Jars of locally produced honey on display at Bow Street Gallery amid glass creations crafted by his father are testimony to Warren Yorston’s determination to develop a business from his hometown.
“It’s difficult to make a living out there,” Warren told the Chronicle from the other side of the divvy where he now lives.

But the 28-year-old, who grew up in Raglan, decided a few years ago to “give it a bit of a shot” anyway in the hope of creating a job for himself here after returning from a trip to America — and now he’s selling his second honey harvest, most of which has gone in bulk, destined for the export market.

But some is left for local distribution, and that’s where Bow Street Gallery comes in.

Warren’s father David — a glazier by trade but known downtown for his glass art and his gift and nursery business of more than 20 years — says he’s happy to see a second generation offering product for sale.
The ‘Sweet As Honey’ that’s now in his shop window has been gathered from pasture flowers and kanuka. And it’s good to keep the business in the family, reckons David or Daffy as most locals know him.

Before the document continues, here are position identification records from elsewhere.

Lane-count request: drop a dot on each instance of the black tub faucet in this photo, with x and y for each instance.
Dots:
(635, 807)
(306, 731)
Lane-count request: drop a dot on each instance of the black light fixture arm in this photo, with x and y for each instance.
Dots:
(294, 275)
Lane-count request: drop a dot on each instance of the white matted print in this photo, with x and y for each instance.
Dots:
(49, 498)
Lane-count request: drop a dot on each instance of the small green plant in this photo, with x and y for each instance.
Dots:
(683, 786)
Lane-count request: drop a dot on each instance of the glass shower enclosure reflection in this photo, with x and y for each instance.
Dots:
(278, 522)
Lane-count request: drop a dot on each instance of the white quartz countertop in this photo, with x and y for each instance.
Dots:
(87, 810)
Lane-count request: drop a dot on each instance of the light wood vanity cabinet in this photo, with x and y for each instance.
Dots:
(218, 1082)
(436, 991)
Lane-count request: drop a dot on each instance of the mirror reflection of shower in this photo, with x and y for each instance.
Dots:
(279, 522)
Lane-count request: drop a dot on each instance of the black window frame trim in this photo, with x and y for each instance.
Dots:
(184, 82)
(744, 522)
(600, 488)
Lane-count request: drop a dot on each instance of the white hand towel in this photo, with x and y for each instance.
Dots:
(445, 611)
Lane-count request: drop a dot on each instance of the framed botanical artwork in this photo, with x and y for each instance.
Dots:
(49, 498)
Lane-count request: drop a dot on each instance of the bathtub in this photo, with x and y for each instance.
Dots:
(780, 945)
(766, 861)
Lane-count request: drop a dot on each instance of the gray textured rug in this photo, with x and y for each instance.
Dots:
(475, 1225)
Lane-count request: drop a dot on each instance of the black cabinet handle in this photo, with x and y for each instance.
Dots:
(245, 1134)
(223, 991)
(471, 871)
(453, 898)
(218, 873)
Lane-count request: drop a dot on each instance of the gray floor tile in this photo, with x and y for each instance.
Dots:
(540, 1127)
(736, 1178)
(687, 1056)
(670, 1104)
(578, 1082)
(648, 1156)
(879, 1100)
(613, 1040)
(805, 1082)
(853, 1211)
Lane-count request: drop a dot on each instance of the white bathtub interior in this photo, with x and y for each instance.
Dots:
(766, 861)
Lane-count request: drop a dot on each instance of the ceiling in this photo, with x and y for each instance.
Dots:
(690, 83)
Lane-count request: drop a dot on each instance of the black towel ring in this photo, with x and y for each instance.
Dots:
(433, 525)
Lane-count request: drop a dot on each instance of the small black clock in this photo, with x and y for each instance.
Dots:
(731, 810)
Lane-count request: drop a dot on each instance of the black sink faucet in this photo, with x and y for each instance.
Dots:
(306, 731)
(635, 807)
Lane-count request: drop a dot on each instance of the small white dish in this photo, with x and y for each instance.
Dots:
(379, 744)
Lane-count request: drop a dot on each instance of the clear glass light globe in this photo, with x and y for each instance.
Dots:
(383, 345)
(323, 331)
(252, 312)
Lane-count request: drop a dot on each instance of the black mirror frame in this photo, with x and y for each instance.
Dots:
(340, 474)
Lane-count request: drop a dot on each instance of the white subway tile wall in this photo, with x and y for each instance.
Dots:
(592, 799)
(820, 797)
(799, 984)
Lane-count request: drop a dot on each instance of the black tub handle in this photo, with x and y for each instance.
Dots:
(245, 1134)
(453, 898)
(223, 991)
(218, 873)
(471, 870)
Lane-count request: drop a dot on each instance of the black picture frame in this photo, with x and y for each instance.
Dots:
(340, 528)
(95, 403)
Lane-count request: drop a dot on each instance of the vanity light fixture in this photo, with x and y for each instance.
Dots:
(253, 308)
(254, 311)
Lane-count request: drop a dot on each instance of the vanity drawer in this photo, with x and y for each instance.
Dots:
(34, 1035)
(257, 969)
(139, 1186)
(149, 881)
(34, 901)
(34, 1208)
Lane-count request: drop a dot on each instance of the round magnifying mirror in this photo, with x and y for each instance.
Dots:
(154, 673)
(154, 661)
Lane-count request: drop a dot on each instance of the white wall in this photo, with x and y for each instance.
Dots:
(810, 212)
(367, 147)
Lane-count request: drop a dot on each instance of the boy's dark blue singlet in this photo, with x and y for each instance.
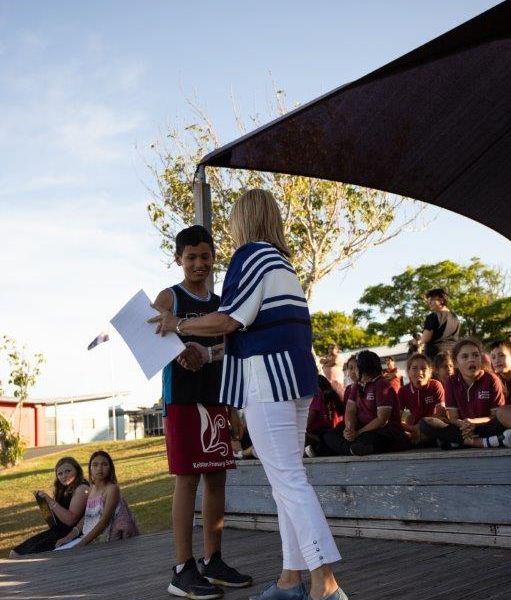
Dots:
(181, 386)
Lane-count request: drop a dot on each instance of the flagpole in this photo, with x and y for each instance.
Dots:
(112, 383)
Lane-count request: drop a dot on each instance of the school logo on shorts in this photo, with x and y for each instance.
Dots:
(210, 432)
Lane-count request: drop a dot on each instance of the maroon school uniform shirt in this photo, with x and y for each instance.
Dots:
(476, 400)
(421, 402)
(321, 418)
(376, 393)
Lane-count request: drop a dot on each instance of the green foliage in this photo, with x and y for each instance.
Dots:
(24, 371)
(327, 224)
(338, 328)
(142, 471)
(477, 294)
(12, 446)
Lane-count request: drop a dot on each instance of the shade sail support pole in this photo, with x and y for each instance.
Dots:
(202, 206)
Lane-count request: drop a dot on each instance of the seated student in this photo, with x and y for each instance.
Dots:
(332, 365)
(107, 516)
(443, 367)
(501, 440)
(70, 490)
(325, 412)
(352, 375)
(372, 421)
(500, 354)
(392, 374)
(422, 397)
(472, 398)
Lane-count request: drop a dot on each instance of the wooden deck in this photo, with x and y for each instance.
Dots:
(139, 569)
(459, 497)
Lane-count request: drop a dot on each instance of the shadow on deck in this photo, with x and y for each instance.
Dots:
(139, 569)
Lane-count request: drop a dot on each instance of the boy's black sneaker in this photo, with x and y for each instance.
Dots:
(189, 583)
(216, 571)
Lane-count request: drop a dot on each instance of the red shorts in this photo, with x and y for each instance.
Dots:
(197, 439)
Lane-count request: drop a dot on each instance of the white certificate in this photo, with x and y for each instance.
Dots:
(152, 351)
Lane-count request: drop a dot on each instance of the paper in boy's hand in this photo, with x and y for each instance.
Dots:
(152, 351)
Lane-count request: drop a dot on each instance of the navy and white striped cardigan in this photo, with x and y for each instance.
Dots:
(261, 291)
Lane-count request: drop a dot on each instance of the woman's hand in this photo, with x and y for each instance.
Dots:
(166, 321)
(237, 427)
(42, 494)
(193, 357)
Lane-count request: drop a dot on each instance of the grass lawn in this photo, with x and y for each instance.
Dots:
(142, 472)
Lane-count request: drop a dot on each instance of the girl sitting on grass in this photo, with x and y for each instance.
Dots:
(70, 490)
(107, 516)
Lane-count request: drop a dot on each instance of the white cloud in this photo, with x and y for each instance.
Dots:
(69, 269)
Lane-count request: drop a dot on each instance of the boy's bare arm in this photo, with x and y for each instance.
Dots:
(164, 301)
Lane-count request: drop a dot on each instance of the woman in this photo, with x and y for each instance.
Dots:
(441, 328)
(269, 370)
(332, 365)
(67, 505)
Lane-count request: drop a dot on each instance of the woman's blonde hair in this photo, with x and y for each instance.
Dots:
(256, 218)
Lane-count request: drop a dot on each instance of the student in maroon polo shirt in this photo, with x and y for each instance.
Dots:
(422, 397)
(352, 374)
(392, 374)
(372, 421)
(472, 398)
(443, 367)
(500, 355)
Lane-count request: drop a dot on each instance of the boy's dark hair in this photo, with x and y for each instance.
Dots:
(193, 236)
(439, 293)
(368, 363)
(468, 341)
(418, 356)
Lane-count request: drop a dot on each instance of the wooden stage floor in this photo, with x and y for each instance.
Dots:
(138, 569)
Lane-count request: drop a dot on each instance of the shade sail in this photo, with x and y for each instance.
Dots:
(434, 125)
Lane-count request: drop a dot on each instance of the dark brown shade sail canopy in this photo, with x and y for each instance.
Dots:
(434, 125)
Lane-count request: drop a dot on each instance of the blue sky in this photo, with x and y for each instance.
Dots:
(86, 88)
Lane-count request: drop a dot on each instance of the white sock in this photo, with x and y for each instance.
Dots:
(491, 442)
(179, 568)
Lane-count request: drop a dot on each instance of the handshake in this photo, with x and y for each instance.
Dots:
(194, 356)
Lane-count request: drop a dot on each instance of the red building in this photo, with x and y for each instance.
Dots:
(29, 420)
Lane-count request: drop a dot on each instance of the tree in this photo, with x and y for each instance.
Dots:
(328, 225)
(24, 371)
(338, 328)
(477, 294)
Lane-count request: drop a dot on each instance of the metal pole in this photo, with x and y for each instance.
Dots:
(112, 383)
(202, 205)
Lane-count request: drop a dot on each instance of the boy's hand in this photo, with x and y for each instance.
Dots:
(467, 428)
(166, 321)
(349, 434)
(191, 358)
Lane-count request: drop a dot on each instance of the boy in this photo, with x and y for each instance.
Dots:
(197, 428)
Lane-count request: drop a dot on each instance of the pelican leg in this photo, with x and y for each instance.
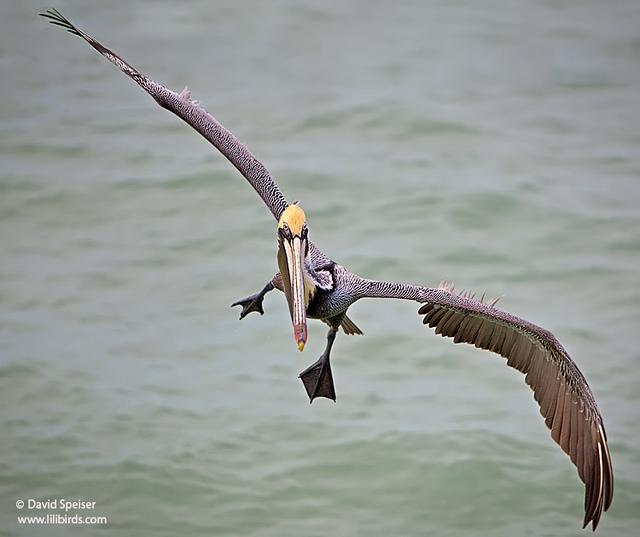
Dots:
(317, 378)
(253, 302)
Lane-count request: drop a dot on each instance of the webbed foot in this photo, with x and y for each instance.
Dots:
(249, 304)
(253, 302)
(318, 380)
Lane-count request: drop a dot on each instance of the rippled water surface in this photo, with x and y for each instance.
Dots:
(494, 144)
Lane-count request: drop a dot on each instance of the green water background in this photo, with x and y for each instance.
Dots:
(494, 144)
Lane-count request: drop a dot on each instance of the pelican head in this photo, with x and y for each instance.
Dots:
(292, 249)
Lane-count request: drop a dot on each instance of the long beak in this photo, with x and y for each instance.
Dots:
(291, 266)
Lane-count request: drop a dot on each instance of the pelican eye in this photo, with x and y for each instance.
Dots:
(285, 232)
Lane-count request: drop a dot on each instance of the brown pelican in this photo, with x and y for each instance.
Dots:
(317, 287)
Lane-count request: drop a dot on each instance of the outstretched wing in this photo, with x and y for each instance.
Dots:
(565, 399)
(196, 116)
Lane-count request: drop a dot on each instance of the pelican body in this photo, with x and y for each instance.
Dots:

There’s a bigger range of honey and bee-related products to come before long, promise the pair. Warren was busy last Sunday working on a more spectacular display — possibly including the workings of a hive — for his summertime launch of the honey at Bow Street Gallery.

Meanwhile he has someone local working on a “Raglan-type” label for him, he revealed.

Warren started out with just 30 hives bought from a retired commercial beekeeper he worked with about four years ago, and then purchased about 50 more from which to breed bees on deciding it was what he really wanted to do. Now things are fair buzzing with 150 hives scattered around the wider Raglan district from Waingaro and Waitetuna to Te Mata and Te Uku.

Beekeeping keeps both him and partner Kelsey Bruns very busy tending hives, he says, not only most weekends but often during the week as well when the couple can get to Raglan outside their fulltime jobs.
Warren has developed skills as a beekeeper through his scientifically based job with a Government research company that focuses on pollination for New Zealand’s horticultural industries, of which bees are the biggest component.

And while Kelsey is involved in commercial beekeeping for a living, Warren’s brother Terry who works locally in flooring is now also keen to get in on the act, joining Kelsey at work whenever he can.
Warren reckons their project is a good one and definitely worth pursuing. But it’s still very “low key”, he adds.

Keeping bees on private property needs to be negotiated with landowners, and sites registered. There’s plenty of other compliances too which mean turning the business into something even sweeter — and fulfilling the dream of work in Raglan — is “a way off yet”, he admits.